This is a striking development:
Researchers from the University of Wisconsin at Madison, Harvard, and the University of Virginia examined 499 studies over 20 years involving 80,859 participants that used the IAT and other, similar measures. They discovered two things: One is that the correlation between implicit bias and discriminatory behavior appears weaker than previously thought. They also conclude that there is very little evidence that changes in implicit bias have anything to do with changes in a person’s behavior. These findings, they write, "produce a challenge for this area of research."
That’s putting it mildly. "When you actually look at the evidence we collected, there’s not necessarily strong evidence for the conclusions people have drawn," says Patrick Forscher, a co-author of the paper, which is currently under review at Psychological Bulletin. The finding that changes in implicit bias don’t lead to changes in behavior, Forscher says, "should be stunning"....
Everyone agrees that the statistical effect linking bias to behavior is slight. They only disagree about how slight. Blanton’s 2013 meta-analysis found less of a link than a 2009 meta-analysis by Banaji and Greenwald.
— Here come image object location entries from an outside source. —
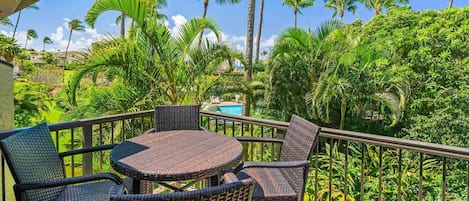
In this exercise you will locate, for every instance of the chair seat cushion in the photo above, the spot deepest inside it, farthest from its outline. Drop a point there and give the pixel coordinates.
(91, 191)
(270, 184)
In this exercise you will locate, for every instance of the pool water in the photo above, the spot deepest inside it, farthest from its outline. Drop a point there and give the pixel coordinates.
(231, 109)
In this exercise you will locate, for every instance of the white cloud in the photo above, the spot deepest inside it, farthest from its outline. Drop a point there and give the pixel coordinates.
(178, 21)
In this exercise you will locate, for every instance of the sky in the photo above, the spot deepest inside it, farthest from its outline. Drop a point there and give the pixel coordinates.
(53, 15)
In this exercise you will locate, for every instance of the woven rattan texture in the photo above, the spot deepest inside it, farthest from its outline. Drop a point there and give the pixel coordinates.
(176, 155)
(92, 191)
(286, 183)
(32, 156)
(236, 191)
(299, 140)
(176, 117)
(270, 184)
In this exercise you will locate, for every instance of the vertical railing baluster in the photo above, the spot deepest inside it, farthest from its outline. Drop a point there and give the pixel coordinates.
(316, 167)
(3, 179)
(57, 140)
(123, 130)
(467, 181)
(346, 171)
(362, 174)
(443, 181)
(232, 128)
(101, 143)
(242, 128)
(224, 126)
(132, 127)
(87, 142)
(142, 125)
(73, 156)
(112, 132)
(380, 174)
(331, 147)
(420, 176)
(262, 144)
(399, 179)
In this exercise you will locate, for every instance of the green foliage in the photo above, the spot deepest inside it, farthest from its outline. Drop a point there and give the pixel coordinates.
(30, 100)
(8, 47)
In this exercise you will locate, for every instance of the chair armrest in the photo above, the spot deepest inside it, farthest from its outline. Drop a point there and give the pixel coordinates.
(278, 164)
(204, 129)
(258, 139)
(66, 181)
(87, 150)
(229, 178)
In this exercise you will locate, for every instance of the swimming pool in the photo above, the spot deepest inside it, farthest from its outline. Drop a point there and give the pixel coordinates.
(231, 109)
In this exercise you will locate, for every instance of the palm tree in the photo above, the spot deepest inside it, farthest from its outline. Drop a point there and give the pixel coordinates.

Blanton sees the correlation as so small as to be trivial. Banaji and Greenwald, in a 2015 paper, argue that "statistically small effects" can have "societally large effects."
The new analysis seems to bolster Blanton’s less-sanguine take. It found that the correlation between implicit bias and behavior was even smaller than what Blanton had reported. That came as a surprise, the researchers write.
Another surprise is that one of the co-authors of the paper is Brian Nosek, who is — along with Greenwald and Banaji — one of the three founders of the IAT. Nosek, best known these days as the director of the Center for Open Science and an advocate for better research practices, is well aware that this paper will provide aid and comfort to critics of the test he helped create....
He does defend the IAT, noting that it’s engaged millions of people in a conversation about the science of bias. He points to the test’s successes, like experiments that show how it can predict who someone would favor in a presidential election by tracking their associations. But what he calls the "very weak overall" connection between implicit bias and discriminatory behavior should, he believes, put researchers on notice. "You would think that if you change the associations, and the associations predict behavior, then the behavior would change too," Nosek says. "But the evidence is really limited on it."
Patrick Forscher, who shares the title of first author of the paper with Calvin Lai, a Harvard postdoc, thinks that there’s been pressure on researchers over the years to make the science of implicit bias sound more definitive and relevant than the evidence justifies. "A lot of people want to know, How do we tackle these disparities?" says Forscher, a postdoc at the University of Wisconsin at Madison. "It makes us feel important to say, Aha, we have these measures that can tell us what the problem is, and, not only that, we can tell them how to fix the problem."
That’s essentially Blanton’s argument as well. Public discussion about implicit bias has been based largely on the results from one particular test, and that test, in his view, has been falsely sold as solid science. "They have engaged the public in a way that has wrapped the feeling of science and weight around a lot of ‘cans’ and ‘maybes,’" Blanton says. "Most of your score on this test is noise, and what signal there is, we don’t know what it is or what it means."
I trust the philosophers who jumped on this bandwagon will now rethink their positions in light of the actual evidence. If one is looking for an explanation for the obstacles women face in philosophy, perhaps explicit bias and sexual harassment deserve the real attention.
(As a sidenote, and a reminder of the totalitarian environment in some departments, the PhD student who sent this to me asked not to be named since, "Folks in my department take this stuff as gospel, so I'd rather not be targeted as a skeptic." After this newest research, anyone who still takes it as "gospel" will have a lot in common with those who take the actual gospel literally.)